Hm. Le Beau Fantôme. Et ta réaction à ça c'est probablement un truc du genre « hm » ou un seul hochement de tête ou peut-être rien du tout, parce que c'est un peu tout le sujet, non ? T'as atteint un stade de burnout tellement avancé que ça a fait une boucle complète et atteint une espèce de sérénité terrible.
T'es pas en colère d'être en burnout. T'es pas triste. T'es même pas particulièrement stressé·e. T'es passé·e au-delà de tous ces états émotionnels actifs vers quelque chose que les psychologues reconnaîtraient comme de la dépersonnalisation — un détachement de ta propre expérience tellement complet que tout a l'air d'arriver à quelqu'un d'autre, et ce quelqu'un d'autre a pas l'air super intéressé non plus.
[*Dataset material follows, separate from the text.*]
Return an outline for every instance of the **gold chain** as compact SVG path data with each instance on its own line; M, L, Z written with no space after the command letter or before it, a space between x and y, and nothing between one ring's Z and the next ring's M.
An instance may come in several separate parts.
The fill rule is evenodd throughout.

C'est le burnout que les gens ratent complètement parce qu'il ressemble à rien. Tu continues de te pointer. Tu continues de répondre quand on te parle. Tu continues techniquement de remplir les fonctions d'un être humain. Mais il y a une qualité dans ta présence — ou plutôt, dans ton absence-au-sein-de-la-présence — que les gens proches de toi commencent à remarquer. Tu réagis aux bonnes et aux mauvaises nouvelles avec le même « ok » plat. Ton visage fait le truc du sourire dans les situations sociales mais ça atteint pas vraiment la partie de toi qui ressentait des choses avant. T'es devenu·e une simulation incroyablement convaincante de toi-même.
Ce qui se passe au niveau neurologique est véritablement fascinant d'une manière horrible. Le stress chronique mène pas toujours à l'anxiété ou à la rage — parfois le système nerveux fait essentiellement sauter un disjoncteur. C'est un mécanisme de protection appelé « émoussement affectif », et c'est ton cerveau qui décide que s'il peut pas combattre le facteur de stress et qu'il peut pas le fuir, il va juste... partir. Pas physiquement. Juste émotionnellement. Spirituellement. Le mot que tu veux pour la partie de toi qui s'enthousiasmait pour des trucs avant.
Le truc dangereux avec ton type de burnout c'est qu'il est confortable. Pas de manière agréable — de manière « absence de douleur ». T'as arrêté de te sentir mal, ce qui a l'air d'un progrès jusqu'à ce que tu réalises que t'as aussi arrêté de te sentir bien. La joie, l'excitation, l'anticipation, la passion — elles sont toutes derrière le même mur qui bloque le stress. T'as pas guéri. T'as subi un engourdissement. Et l'engourdissement fait tellement plus de bien que l'agonie que c'est facile de le confondre avec la guérison.
Tes relations ont probablement commencé à montrer des fissures, même si personne l'a dit à voix haute. T'es présent·e mais pas là. Tu écoutes mais tu entends pas. Les gens te racontent des trucs et tu hoches la tête et tu fais les bons bruits, mais après tu serais incapable de dire ce qui a été dit. T'es devenu·e un miroir qui renvoie les bonnes réponses sans rien absorber. C'est efficace. C'est protecteur. Et c'est incroyablement solitaire, même si tu ressens peut-être plus la solitude.
Revenir de ce type de burnout est un processus lent qu'on peut pas accélérer, et la première étape est en fait la plus dure : vouloir revenir. En ce moment, l'engourdissement te rend service. Il te maintient fonctionnel·le dans une situation qui serait sinon insoutenable. Avant de pouvoir recommencer à ressentir, quelque chose dans cette situation doit changer — que ce soit le taf, la relation, la ville, ou le standard impossible auquel tu te tiens. Le fantôme a besoin d'un endroit sûr pour atterrir avant de pouvoir redevenir une personne. T'as pas besoin de tout ressentir d'un coup. Commence par un truc. Un petit truc, tout doux, qui comptait avant. Et regarde s'il compte encore.